IQN Naming: Every iSCSI entity is identified by an iSCSI Qualified Name (IQN):
iqn.YYYY-MM.reverse.domain:unique-identifier
iqn.2024-01.com.example.dc1:storage-array-01.lun5
iqn.2024-01.com.example.dc1:initiator.esxi-host-03
Discovery mechanisms:
- SendTargets: The initiator connects to a known target portal (IP:port) and requests a list of available targets. Simple but requires knowing at least one portal address.
- iSNS (Internet Storage Name Service): A centralized directory (like DNS for storage) where targets register and initiators query. More scalable but adds an infrastructure dependency. Defined in RFC 4171.
- Static configuration: Manually configured target addresses. Common in small environments.

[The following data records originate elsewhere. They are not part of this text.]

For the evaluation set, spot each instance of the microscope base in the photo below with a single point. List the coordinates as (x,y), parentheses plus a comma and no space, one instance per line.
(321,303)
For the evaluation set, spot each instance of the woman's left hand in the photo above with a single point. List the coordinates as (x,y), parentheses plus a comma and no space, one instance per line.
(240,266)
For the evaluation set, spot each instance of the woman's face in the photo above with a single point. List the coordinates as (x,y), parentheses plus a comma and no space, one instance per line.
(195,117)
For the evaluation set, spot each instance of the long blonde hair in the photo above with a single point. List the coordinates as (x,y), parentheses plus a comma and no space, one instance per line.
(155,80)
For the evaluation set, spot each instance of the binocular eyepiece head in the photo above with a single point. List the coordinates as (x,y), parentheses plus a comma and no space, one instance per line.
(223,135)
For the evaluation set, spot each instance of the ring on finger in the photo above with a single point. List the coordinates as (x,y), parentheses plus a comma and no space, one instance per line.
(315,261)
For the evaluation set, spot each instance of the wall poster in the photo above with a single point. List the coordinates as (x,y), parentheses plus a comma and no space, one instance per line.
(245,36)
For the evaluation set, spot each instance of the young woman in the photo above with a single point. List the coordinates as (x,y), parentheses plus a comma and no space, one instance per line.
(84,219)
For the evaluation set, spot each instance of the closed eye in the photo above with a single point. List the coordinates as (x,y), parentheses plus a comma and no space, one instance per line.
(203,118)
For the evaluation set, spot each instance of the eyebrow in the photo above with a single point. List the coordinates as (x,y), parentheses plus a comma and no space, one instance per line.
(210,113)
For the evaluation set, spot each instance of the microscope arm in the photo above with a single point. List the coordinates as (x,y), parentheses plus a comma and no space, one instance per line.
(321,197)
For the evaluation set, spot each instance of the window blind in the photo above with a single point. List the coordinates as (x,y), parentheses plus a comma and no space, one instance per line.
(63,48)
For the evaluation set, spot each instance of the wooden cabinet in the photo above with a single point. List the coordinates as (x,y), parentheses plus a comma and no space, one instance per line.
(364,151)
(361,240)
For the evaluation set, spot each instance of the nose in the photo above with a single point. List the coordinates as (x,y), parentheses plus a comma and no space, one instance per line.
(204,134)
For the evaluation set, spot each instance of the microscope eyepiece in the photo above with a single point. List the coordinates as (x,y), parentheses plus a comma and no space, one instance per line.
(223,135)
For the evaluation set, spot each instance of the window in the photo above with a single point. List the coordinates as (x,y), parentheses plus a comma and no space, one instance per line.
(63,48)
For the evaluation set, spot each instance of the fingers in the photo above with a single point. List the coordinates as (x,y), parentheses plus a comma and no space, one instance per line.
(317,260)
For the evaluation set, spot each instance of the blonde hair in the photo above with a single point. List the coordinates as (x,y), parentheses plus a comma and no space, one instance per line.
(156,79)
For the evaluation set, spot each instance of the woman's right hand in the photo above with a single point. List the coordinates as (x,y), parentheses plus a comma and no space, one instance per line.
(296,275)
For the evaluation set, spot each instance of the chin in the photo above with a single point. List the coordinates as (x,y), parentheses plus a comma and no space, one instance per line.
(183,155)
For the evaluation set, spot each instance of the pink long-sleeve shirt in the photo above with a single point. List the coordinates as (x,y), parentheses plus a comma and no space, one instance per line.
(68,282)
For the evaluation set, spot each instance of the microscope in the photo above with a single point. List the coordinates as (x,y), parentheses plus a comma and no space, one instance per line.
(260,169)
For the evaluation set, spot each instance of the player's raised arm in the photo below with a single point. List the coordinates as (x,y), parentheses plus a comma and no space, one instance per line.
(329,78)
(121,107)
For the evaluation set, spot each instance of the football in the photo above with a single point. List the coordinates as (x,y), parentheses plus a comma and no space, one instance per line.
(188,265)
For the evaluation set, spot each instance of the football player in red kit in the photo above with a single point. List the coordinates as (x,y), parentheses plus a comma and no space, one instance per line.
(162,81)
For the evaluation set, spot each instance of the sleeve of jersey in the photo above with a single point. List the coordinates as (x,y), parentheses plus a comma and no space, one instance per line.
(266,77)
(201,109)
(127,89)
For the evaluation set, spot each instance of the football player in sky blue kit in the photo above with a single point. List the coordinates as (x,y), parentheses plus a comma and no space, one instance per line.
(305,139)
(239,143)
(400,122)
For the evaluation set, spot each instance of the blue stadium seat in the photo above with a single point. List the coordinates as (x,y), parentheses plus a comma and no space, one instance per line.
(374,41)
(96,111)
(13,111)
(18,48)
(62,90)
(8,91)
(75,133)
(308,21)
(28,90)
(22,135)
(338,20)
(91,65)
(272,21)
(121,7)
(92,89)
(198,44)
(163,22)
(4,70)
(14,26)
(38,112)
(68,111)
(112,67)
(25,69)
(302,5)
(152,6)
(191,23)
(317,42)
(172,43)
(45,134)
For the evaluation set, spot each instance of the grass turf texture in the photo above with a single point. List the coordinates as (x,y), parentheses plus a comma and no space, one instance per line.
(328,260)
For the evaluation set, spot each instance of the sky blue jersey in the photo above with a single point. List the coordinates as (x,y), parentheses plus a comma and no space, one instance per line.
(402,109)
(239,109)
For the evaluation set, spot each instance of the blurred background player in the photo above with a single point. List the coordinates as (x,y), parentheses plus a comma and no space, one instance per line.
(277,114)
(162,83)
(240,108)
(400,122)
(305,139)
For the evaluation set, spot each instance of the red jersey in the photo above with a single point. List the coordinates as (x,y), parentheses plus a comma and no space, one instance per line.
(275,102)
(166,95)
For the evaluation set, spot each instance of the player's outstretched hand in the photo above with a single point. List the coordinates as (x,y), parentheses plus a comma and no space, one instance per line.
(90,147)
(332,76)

Session and Connection Management
An iSCSI session has two phases:
-
Login Phase: Negotiates parameters (authentication, header/data digests, max burst length, max connections, initial R2T preference). Uses text-based key=value exchanges inside Login PDUs.
-
Full Feature Phase: The actual SCSI command exchange happens here. Multiple TCP connections can be aggregated into a single session (MC/S -- Multiple Connections per Session) for bandwidth aggregation and failover.
iSCSI Session Model
=====================
Initiator Target
| |
|--- Login Request (credentials) ->|
|<-- Login Response (challenge) ---|
|--- Login Request (response) ---->|
|<-- Login Response (success) -----|
| |
| === Full Feature Phase === |
| |
|--- SCSI Command (READ_10) ------>|
|<-- Data-In (read payload) -------|
|<-- SCSI Response (GOOD) ---------|
| |
|--- SCSI Command (WRITE_10) ----->|
|<-- R2T (ready to receive) -------|
|--- Data-Out (write payload) ---->|
|<-- SCSI Response (GOOD) ---------|
| |
Key session parameters negotiated at login:
MaxRecvDataSegmentLength (default 8192, typically tuned to 262144)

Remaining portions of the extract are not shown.